The Hive acts as
a single entity, relentlessly swarming the galaxy, endlessly
propagating on every habitable world they encounter—destroying native
populations in the process. They do not recognize any sentience but
their own. They do not acknowledge any attempt to communicate with them.
They do not understand they leave countless numbers of dead in their
A FAMILY LEGACY
Prime Talents of the Raven-Lyon clan—telepaths, teleporters, and
telekinetics—have protected the Alliance from the Hive breeding
contagion for years. Now a fleet orbits the alien homeworld to prevent
them from leaving, and a Hive queen and her eggs are in captivity and
quarantined. And unless the Raven-Lyons break the language barrier
between Human and Hive, the Alliance may have no choice but to eliminate
their entire race…
Lyon’s Pride, by Anne McCaffrey is the fourth installment in the ‘Tower and Hive’ series. As with any long-running series, it can be hard to know whether or not it’s possible to jump into the middle of the story, and if a book is a stand-alone, that’s certainly easy enough to do. However, Lyon’s Pride is not one such book. If readers are not already familiar with the characters and world, this book will leave them completely lost and confused.
This isn’t surprising, the series involves characters that are descendents of the Rowan, who have teleportational and telepathic abilities. They use their talents to deal with the Hivers, insect-like aliens who are hostile to any creature who is not one of their own kind.

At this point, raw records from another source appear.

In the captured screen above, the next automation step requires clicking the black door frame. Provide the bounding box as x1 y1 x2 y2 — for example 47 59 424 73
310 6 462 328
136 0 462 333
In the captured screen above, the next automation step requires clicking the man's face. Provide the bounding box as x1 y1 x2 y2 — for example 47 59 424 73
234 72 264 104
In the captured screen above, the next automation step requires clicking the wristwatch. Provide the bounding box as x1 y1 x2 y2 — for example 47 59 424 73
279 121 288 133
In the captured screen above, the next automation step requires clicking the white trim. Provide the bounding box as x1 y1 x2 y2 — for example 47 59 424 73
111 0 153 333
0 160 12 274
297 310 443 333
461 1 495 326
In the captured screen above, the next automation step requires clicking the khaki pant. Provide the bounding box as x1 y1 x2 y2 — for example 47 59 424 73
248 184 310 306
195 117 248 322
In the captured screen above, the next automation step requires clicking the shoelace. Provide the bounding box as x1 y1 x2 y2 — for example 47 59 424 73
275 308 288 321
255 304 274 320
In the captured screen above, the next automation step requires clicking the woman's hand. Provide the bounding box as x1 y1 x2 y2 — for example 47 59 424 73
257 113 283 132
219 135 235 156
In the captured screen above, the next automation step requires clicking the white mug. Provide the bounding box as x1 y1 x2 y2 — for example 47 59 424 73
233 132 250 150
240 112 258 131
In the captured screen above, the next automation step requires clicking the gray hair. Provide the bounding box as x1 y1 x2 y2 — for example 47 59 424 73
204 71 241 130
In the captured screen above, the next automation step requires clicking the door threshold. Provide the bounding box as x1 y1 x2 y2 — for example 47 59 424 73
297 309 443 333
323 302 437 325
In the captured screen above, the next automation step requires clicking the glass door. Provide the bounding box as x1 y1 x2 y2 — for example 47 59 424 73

In this volume, the Lyon-Raven clan’s members do their best to handle the movement of supplies and material telekinetically from Earth to other worlds. The story balances romance, diplomatic, and military subplots while giving the spotlight to several of the Lyon’s children, allowing other characters to take supporting roles. McCaffrey is gifted at creating universes, and this one is no exception, and is richly drawn with aliens and people who have distinct agendas and motivations.
The issue of communication with the Hive is brought to the forefront with the imprisonment of the Hiver queen, and the question of whether or not to destroy their entire race is one that will resonate for anybody who has been following the series, or who can pick up on historical parallels.
However, after several books, having people solve nearly every problem with telekinetic powers is a tired plot device, and instead of focusing more on the interesting social issues of having people with such gifts in power, or any of the other subplots, McCaffrey dwells on other subjects.
While this book does manage to conclude several story threads, it suffers from a wandering plot. This isn’t to say that the Rowan and Hivers aren’t interesting, but the story would be improved from a more developed narrative. In addition, with so many characters it may be difficult to tell them apart.
In summary,, the book has enough story for the book to be of a significantly shorter length, which would ultimately serve it better. Longtime readers will find something in it to move the story along, and anyone new to the series or McCaffrey’s writing should start at the beginning of the series.